Our look at some of the big stories today in mobile: T-Mobile makes more 4G announcements; some numbers on what phone people plan to buy next; and the price of posting a Deal on Facebook
The operator is doubling the speed of its ’4G’ HSPA network, up to a theoretical download speed of 42 Mbps. First markets to get the new service will be Las Vegas, Nevada; Orlando, Florida; and New York, with the aim to cover 140 million Americans in 25 cities by the middle of this year.
As largely expected, T-Mobile also formally launched seven new 4G devices, including the G2x (the newest in the G-series of Android devices from Google); the new Android Sidekick; the G-Slate tablet from LG; (SEO: 066570) three new 4G laptop dongles; and a new 4G mobile hotspot from ZTE.
– Android buying patterns: GetJar, the cross-platform app store operator, surveyed 2,500 consumers in February on their preferences and attitudes when it comes to mobile services. Given the messenger (an app store operator basing revenue largely on advertising), some of the results are not much of a surprise: app usage is on the rise; consumers are largely amenable to in-app advertising; and the quality of an app has a big impact on overall brand perception.
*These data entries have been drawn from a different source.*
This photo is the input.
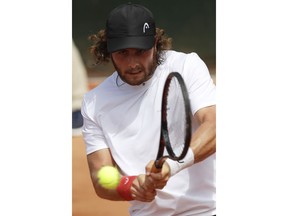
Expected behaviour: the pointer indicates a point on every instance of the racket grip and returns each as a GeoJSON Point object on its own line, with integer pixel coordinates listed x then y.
{"type": "Point", "coordinates": [157, 166]}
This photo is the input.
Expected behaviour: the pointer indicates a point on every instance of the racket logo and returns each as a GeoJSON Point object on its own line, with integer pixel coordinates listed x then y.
{"type": "Point", "coordinates": [145, 26]}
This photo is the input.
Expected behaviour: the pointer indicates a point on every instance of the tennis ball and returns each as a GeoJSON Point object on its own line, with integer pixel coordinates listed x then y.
{"type": "Point", "coordinates": [108, 177]}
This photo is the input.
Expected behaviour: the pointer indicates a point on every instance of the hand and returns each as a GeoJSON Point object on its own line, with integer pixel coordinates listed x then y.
{"type": "Point", "coordinates": [139, 190]}
{"type": "Point", "coordinates": [157, 180]}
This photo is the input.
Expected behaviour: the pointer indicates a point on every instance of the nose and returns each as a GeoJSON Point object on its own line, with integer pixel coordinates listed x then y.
{"type": "Point", "coordinates": [132, 62]}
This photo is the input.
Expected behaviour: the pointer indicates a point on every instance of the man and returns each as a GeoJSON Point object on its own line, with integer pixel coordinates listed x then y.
{"type": "Point", "coordinates": [122, 119]}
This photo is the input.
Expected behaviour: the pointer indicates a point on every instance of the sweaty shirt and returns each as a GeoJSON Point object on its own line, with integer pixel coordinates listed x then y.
{"type": "Point", "coordinates": [126, 119]}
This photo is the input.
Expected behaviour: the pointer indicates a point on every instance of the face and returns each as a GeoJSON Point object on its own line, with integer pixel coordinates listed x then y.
{"type": "Point", "coordinates": [135, 66]}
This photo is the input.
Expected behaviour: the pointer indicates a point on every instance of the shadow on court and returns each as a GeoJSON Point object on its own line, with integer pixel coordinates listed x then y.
{"type": "Point", "coordinates": [84, 200]}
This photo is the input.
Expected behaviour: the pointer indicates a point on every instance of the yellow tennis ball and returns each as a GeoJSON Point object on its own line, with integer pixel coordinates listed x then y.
{"type": "Point", "coordinates": [108, 177]}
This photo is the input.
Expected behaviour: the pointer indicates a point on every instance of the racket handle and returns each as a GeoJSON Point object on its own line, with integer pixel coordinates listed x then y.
{"type": "Point", "coordinates": [157, 166]}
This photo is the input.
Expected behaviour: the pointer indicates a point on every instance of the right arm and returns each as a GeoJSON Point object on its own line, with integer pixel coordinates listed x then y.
{"type": "Point", "coordinates": [103, 158]}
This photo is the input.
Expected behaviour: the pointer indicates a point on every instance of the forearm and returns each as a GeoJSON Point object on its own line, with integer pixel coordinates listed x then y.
{"type": "Point", "coordinates": [109, 194]}
{"type": "Point", "coordinates": [203, 141]}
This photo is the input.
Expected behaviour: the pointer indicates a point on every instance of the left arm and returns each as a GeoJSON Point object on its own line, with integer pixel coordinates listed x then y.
{"type": "Point", "coordinates": [203, 142]}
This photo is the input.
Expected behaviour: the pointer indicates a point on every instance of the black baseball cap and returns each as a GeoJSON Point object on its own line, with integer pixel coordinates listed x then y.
{"type": "Point", "coordinates": [130, 26]}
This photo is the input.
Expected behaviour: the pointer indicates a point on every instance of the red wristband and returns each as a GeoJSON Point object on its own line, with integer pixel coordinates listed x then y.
{"type": "Point", "coordinates": [124, 187]}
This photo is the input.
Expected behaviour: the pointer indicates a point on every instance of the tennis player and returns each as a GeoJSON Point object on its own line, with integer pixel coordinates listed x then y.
{"type": "Point", "coordinates": [122, 119]}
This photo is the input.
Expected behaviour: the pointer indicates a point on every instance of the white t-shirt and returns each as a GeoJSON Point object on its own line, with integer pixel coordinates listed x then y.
{"type": "Point", "coordinates": [126, 119]}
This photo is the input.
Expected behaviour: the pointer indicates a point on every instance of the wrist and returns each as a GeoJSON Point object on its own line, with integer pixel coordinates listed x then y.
{"type": "Point", "coordinates": [124, 187]}
{"type": "Point", "coordinates": [176, 166]}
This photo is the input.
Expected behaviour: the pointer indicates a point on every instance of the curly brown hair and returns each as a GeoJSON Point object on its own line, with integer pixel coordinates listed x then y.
{"type": "Point", "coordinates": [99, 47]}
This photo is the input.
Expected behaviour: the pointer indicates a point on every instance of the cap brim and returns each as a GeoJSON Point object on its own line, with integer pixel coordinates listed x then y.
{"type": "Point", "coordinates": [116, 44]}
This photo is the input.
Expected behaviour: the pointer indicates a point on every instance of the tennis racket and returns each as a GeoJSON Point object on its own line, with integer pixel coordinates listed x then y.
{"type": "Point", "coordinates": [175, 121]}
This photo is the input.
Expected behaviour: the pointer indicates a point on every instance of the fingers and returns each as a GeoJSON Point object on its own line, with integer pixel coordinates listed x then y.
{"type": "Point", "coordinates": [140, 191]}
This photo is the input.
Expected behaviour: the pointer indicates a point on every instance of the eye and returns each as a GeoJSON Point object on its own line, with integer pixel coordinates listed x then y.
{"type": "Point", "coordinates": [122, 52]}
{"type": "Point", "coordinates": [140, 51]}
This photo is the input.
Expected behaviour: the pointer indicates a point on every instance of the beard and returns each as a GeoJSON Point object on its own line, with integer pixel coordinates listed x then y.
{"type": "Point", "coordinates": [146, 73]}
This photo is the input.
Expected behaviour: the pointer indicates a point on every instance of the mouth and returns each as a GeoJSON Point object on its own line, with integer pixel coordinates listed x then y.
{"type": "Point", "coordinates": [134, 72]}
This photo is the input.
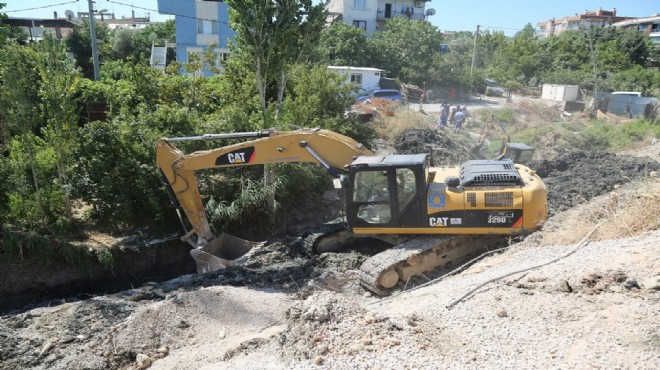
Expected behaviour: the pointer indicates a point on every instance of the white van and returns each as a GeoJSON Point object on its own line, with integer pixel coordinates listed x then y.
{"type": "Point", "coordinates": [628, 93]}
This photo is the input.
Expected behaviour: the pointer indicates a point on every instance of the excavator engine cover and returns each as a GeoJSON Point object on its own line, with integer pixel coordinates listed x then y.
{"type": "Point", "coordinates": [225, 250]}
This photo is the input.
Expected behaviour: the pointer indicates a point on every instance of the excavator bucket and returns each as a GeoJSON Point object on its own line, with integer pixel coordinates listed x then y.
{"type": "Point", "coordinates": [225, 250]}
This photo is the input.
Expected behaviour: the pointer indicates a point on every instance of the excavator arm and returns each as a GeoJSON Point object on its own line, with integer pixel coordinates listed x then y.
{"type": "Point", "coordinates": [330, 149]}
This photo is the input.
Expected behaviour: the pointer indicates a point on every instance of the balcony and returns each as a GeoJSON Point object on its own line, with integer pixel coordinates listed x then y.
{"type": "Point", "coordinates": [412, 13]}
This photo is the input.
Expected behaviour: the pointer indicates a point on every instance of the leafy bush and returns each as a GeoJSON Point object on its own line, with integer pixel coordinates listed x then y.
{"type": "Point", "coordinates": [117, 173]}
{"type": "Point", "coordinates": [34, 200]}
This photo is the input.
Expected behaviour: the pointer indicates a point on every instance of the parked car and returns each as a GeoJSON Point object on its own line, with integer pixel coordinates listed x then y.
{"type": "Point", "coordinates": [389, 94]}
{"type": "Point", "coordinates": [492, 88]}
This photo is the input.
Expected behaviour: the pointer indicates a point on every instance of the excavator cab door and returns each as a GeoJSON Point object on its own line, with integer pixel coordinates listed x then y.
{"type": "Point", "coordinates": [386, 192]}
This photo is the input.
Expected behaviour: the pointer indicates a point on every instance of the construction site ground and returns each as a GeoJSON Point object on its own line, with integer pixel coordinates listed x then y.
{"type": "Point", "coordinates": [595, 306]}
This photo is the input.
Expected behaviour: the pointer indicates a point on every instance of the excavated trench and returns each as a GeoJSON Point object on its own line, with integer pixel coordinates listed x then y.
{"type": "Point", "coordinates": [285, 264]}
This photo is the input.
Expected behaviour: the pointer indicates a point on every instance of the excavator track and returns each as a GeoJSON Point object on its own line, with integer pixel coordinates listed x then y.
{"type": "Point", "coordinates": [407, 265]}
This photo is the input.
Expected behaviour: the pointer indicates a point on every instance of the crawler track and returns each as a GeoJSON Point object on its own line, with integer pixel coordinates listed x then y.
{"type": "Point", "coordinates": [419, 260]}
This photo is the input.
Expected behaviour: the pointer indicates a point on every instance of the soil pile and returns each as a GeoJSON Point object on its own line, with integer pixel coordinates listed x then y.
{"type": "Point", "coordinates": [579, 176]}
{"type": "Point", "coordinates": [444, 151]}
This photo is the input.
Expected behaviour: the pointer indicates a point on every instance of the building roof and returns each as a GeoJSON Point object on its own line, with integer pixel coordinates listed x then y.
{"type": "Point", "coordinates": [38, 22]}
{"type": "Point", "coordinates": [627, 22]}
{"type": "Point", "coordinates": [357, 68]}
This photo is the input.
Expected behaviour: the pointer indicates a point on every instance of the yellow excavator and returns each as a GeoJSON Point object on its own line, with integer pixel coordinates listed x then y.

What’s more interesting, perhaps, is just how much interest Android devices are getting compared to a product like the iPhone. GetJar says that Android devices were named as the next device most likely to be purchased, by a factor of nearly two to one (40 percent compared to 18 percent). That also doesn’t leave much room for the other players, either. GetJar offers free apps for Android devices, but equally offers apps for a number of other platforms, including Apple’s iOS.
– Facebook Deals: It’s not as pricey as an Apple (NSDQ: AAPL) iAd, but it’s not cheap, either.
Marketing reports that in the UK, brands have been asked to make minimum media spends of £50,000 ($82,000) to get on to the Facebook Deals platform.
The service launched in the UK at the end of January and lets users get offers on goods and services local to them and in real-time, when they use Facebook Places on their mobile handsets to check into relevant venues.
Apparently, listing on the service was free at launch and these new prices are only starting now, says the report.
Early retailers and brands to use the service included Yo! Sushi, Mazda, and the mobile operator O2.